Dean Kamen, the inventor of the Segway, lead a DEKA Research and Development team that built an amazing prosthetic arm that they affectionately call “Luke” (after the handless hero of Star Wars), and that arm has now been approved for sale in the U.S. by the FDA.

What makes the Luke DEKA Arm System so compelling is that it uses electrodes attached to a user’s muscles--be they shoulder, arm, leg, or whatever muscles a given patient can use--to control a five-fingered robotic hand that has movement in all five digits as well as the wrist.

DEKA prosthetic arm
Source: DARPA

According to Bloomberg, it can perform six grip patterns and detect up to ten movements from the user’s brain. Users can perform a variety of tasks, including using chopsticks, picking up and eating a grape without popping it, and more.

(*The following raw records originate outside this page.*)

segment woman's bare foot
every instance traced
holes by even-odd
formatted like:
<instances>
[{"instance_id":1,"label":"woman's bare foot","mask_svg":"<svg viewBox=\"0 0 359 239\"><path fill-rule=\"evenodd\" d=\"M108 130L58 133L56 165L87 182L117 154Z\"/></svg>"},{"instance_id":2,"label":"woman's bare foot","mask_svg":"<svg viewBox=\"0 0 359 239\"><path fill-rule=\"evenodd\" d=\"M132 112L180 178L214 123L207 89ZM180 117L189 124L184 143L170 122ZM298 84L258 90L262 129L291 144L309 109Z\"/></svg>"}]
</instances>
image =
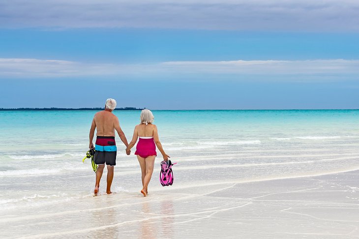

DARPA put $40 million into the project in an effort to do right by military veterans who’ve lost limbs. “Think about our military personnel, who can be great beneficiaries of these devices: before DARPA made an investment in this area the best we could give back to them was metal hooks,” Justin Sanchez, a DARPA program manager in the Biological Technologies office, told Bloomberg.

DEKA prosthetic arm
Source: DEKA

DEKA needs a manufacturing partner to get the Luke into mass production. Someone should really get on that pronto.